La Cour opère d’abord une qualification rigoureuse des faits au regard du principe de non-discrimination. Elle relève que la lettre de licenciement invoque explicitement le sexe du salarié, en indiquant que “votre statut au service de la clientèle au quotidien ne nous permettait pas de tolérer le port de boucles d’oreilles sur l’homme que vous êtes”. Pour la Cour, cette formulation “laisse supposer l’existence d’une discrimination directe par rapport aux autres membres du personnel de sexe féminin”. Elle applique alors le mécanisme probatoire de l’article L. 1134-1 du code du travail. Le salarié ayant présenté des éléments laissant supposer une discrimination, la charge de la preuve incombe à l’employeur de démontrer que sa décision repose sur “des éléments objectifs étrangers à toute discrimination”. La Cour examine les pièces versées aux débats, telles que des attestations de clients et la renommée de l’établissement. Elle estime qu’aucune ne fournit une justification objective, les déclarations des clients étant “purement subjectives” et portant “un jugement de valeur”. Ainsi, la renommée du restaurant “ne peut justifier la restriction du port de boucles d’oreilles en fonction du sexe”. Par cette analyse, la Cour affirme avec fermeté la primauté du principe de non-discrimination sur des considérations subjectives liées à l’image de l’entreprise.

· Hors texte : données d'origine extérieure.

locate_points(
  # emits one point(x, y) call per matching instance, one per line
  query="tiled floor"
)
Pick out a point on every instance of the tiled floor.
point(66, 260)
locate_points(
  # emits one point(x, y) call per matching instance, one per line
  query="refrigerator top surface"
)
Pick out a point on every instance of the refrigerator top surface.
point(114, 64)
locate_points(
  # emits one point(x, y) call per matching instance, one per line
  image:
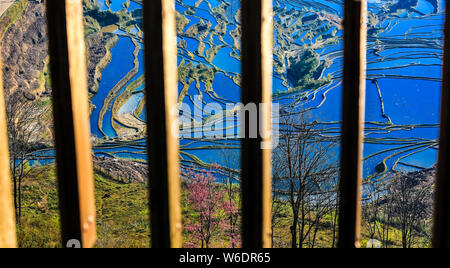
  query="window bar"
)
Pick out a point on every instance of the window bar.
point(257, 49)
point(441, 231)
point(71, 121)
point(355, 36)
point(163, 147)
point(7, 216)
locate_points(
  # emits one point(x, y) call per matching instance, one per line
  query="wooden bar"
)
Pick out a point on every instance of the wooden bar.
point(7, 215)
point(71, 121)
point(161, 97)
point(353, 111)
point(257, 65)
point(441, 230)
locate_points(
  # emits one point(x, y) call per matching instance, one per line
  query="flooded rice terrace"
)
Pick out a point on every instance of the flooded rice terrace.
point(403, 82)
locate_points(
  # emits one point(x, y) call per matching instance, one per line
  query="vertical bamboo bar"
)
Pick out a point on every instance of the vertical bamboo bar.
point(355, 37)
point(162, 91)
point(7, 217)
point(441, 231)
point(257, 65)
point(71, 121)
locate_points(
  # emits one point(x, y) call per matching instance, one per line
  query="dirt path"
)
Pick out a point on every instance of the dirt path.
point(4, 5)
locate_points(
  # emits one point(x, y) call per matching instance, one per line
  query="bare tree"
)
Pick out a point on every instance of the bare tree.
point(306, 172)
point(230, 167)
point(26, 130)
point(411, 198)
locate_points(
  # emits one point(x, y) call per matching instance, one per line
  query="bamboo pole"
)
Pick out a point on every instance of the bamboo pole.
point(257, 65)
point(7, 216)
point(162, 92)
point(71, 121)
point(354, 94)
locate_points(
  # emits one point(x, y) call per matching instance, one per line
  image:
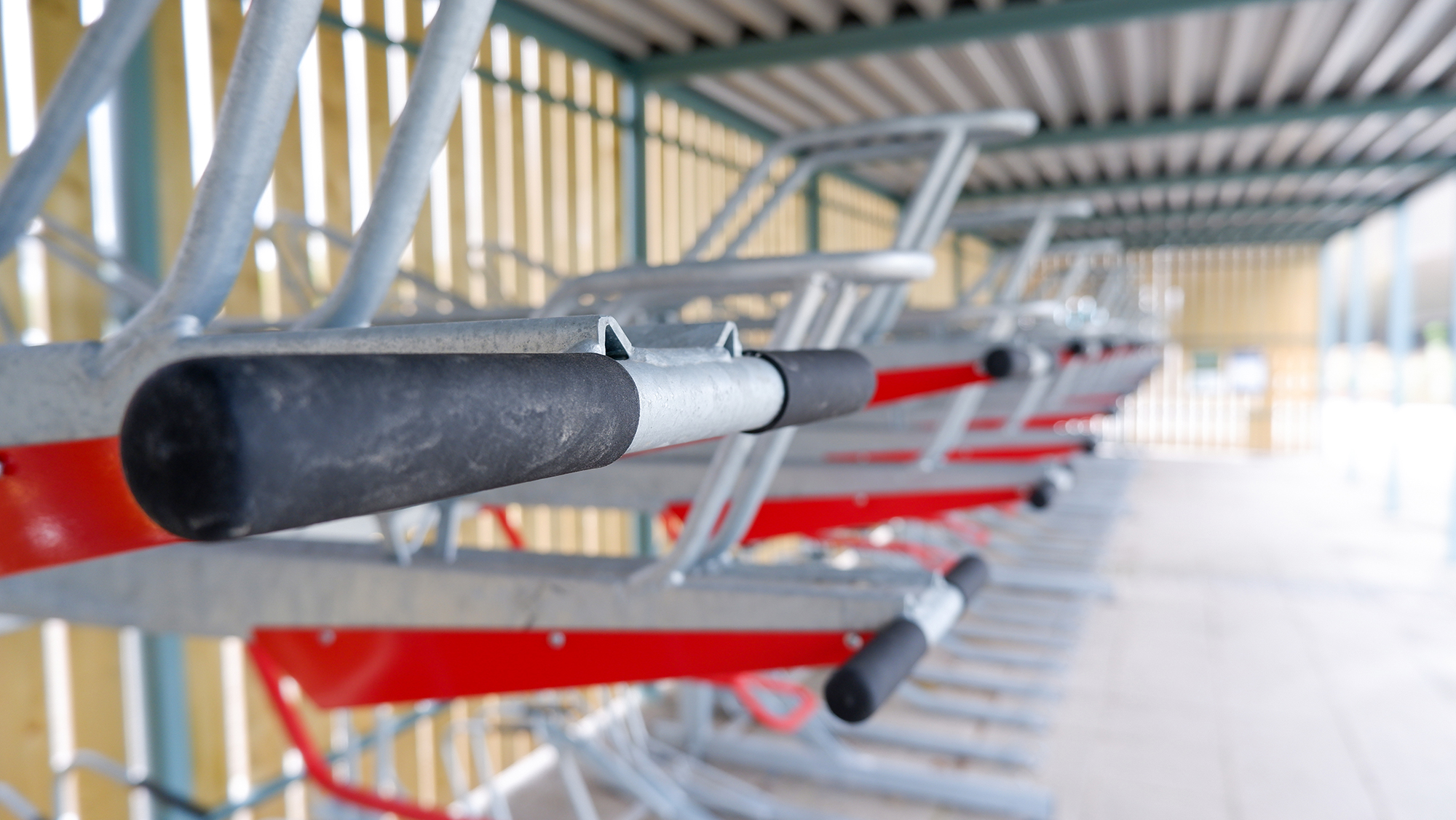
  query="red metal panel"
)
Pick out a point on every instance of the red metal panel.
point(895, 385)
point(68, 502)
point(813, 515)
point(353, 668)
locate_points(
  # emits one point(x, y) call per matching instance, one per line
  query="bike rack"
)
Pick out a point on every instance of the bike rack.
point(595, 375)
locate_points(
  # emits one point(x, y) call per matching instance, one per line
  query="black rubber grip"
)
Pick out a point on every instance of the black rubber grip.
point(819, 385)
point(1043, 494)
point(232, 446)
point(969, 576)
point(1002, 363)
point(867, 681)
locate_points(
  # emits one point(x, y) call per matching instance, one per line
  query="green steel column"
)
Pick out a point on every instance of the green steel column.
point(135, 148)
point(170, 732)
point(1358, 326)
point(1400, 321)
point(634, 173)
point(136, 151)
point(634, 231)
point(1329, 314)
point(812, 215)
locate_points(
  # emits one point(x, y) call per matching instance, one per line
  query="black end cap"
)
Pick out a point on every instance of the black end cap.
point(969, 576)
point(819, 385)
point(1043, 494)
point(867, 681)
point(232, 446)
point(1000, 363)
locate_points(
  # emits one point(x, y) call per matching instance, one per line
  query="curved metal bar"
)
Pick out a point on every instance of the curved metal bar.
point(981, 127)
point(90, 76)
point(735, 276)
point(451, 49)
point(250, 127)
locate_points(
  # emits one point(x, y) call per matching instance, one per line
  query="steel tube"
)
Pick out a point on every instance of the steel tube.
point(90, 75)
point(250, 127)
point(704, 400)
point(449, 52)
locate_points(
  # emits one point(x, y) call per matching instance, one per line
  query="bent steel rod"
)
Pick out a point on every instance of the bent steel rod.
point(250, 127)
point(90, 75)
point(451, 49)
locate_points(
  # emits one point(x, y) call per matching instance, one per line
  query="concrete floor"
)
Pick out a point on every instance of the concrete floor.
point(1278, 649)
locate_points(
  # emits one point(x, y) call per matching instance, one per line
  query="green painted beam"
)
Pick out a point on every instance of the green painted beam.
point(1433, 167)
point(526, 21)
point(914, 33)
point(1155, 240)
point(1231, 122)
point(703, 104)
point(1321, 213)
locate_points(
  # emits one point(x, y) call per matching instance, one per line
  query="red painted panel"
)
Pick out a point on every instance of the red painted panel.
point(353, 668)
point(1005, 454)
point(895, 385)
point(812, 515)
point(68, 502)
point(1049, 422)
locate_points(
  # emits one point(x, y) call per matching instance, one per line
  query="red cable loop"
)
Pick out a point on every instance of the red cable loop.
point(315, 764)
point(790, 723)
point(513, 537)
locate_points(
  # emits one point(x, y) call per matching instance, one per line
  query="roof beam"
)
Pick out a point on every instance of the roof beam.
point(1230, 122)
point(1001, 199)
point(915, 33)
point(529, 23)
point(1257, 237)
point(1224, 219)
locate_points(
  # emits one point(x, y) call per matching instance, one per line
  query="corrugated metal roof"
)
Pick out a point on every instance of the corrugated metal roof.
point(1279, 59)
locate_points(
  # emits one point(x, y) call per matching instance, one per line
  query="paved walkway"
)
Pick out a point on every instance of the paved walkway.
point(1279, 649)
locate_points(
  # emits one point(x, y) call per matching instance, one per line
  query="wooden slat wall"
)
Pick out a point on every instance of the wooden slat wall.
point(1222, 301)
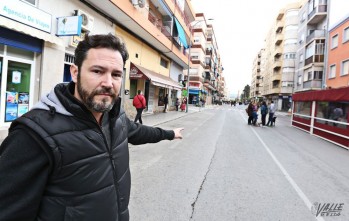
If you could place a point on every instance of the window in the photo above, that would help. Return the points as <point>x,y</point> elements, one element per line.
<point>334,42</point>
<point>332,71</point>
<point>304,16</point>
<point>302,107</point>
<point>319,48</point>
<point>310,75</point>
<point>346,35</point>
<point>164,63</point>
<point>318,75</point>
<point>291,27</point>
<point>345,68</point>
<point>301,58</point>
<point>33,2</point>
<point>299,81</point>
<point>291,12</point>
<point>290,41</point>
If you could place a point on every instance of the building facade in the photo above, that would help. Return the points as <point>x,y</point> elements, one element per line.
<point>37,43</point>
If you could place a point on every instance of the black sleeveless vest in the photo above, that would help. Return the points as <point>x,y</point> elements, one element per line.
<point>90,180</point>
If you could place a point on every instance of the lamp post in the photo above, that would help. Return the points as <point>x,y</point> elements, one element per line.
<point>189,47</point>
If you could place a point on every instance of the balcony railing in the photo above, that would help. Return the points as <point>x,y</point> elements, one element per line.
<point>320,8</point>
<point>314,59</point>
<point>315,34</point>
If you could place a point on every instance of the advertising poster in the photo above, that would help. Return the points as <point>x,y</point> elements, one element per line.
<point>22,109</point>
<point>11,106</point>
<point>23,98</point>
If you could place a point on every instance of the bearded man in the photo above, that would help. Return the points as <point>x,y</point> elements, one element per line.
<point>68,158</point>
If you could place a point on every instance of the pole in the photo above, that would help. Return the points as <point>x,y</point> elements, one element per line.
<point>186,109</point>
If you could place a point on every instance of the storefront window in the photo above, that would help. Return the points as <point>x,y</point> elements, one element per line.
<point>302,108</point>
<point>336,111</point>
<point>133,88</point>
<point>17,90</point>
<point>173,97</point>
<point>161,96</point>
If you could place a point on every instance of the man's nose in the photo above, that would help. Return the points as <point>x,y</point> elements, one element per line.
<point>107,80</point>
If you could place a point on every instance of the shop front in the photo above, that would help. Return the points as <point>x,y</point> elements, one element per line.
<point>17,71</point>
<point>155,87</point>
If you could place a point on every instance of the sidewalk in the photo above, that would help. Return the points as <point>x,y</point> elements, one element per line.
<point>159,118</point>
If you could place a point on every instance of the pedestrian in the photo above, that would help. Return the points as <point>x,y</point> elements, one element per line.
<point>264,112</point>
<point>249,111</point>
<point>183,105</point>
<point>68,158</point>
<point>165,102</point>
<point>139,104</point>
<point>177,104</point>
<point>254,113</point>
<point>271,110</point>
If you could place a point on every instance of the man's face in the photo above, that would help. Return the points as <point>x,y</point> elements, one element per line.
<point>99,79</point>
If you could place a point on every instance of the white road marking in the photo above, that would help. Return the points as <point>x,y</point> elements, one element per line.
<point>288,177</point>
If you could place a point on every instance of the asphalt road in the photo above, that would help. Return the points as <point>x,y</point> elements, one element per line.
<point>224,169</point>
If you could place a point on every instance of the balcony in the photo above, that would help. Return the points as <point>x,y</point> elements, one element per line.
<point>317,15</point>
<point>315,34</point>
<point>276,77</point>
<point>277,65</point>
<point>278,39</point>
<point>312,84</point>
<point>314,59</point>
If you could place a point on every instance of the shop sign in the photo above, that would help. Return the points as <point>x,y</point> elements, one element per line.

Cet arrêt consacre ensuite une protection étendue de l’apparence physique contre les discriminations liées au sexe. La Cour ne se contente pas de constater une différence de traitement. Elle identifie dans le motif invoqué par l’employeur une stéréotype de genre, en relevant que celui-ci “laisse entendre qu’il ne serait pas un homme en portant des boucles d’oreilles”. La décision rappelle que l’apparence physique est un critère prohibé par l’article L. 1132-1. Elle en déduit que l’exigence de neutralité vestimentaire ne peut être imposée de manière différenciée selon le sexe sans justification objective. La solution marque une étape significative dans la lutte contre les discriminations fondées sur les stéréotypes. Elle limite la marge d’appréciation de l’employeur en matière de tenue vestimentaire lorsque celle-ci touche à l’identité personnelle. La portée de l’arrêt est cependant nuancée. La Cour ne remet pas en cause le pouvoir de direction de l’employeur en matière de tenue professionnelle. Elle en conditionne l’exercice au respect du principe d’égalité de traitement. La décision reste une application stricte des textes existants, sans créer une nouvelle prohibition générale. Elle illustre la vigilance des juges face à des motifs de licenciement pouvant dissimuler une discrimination.

Source : Cour de cassation – Base Open Data « Judilibre » & « Légifrance ».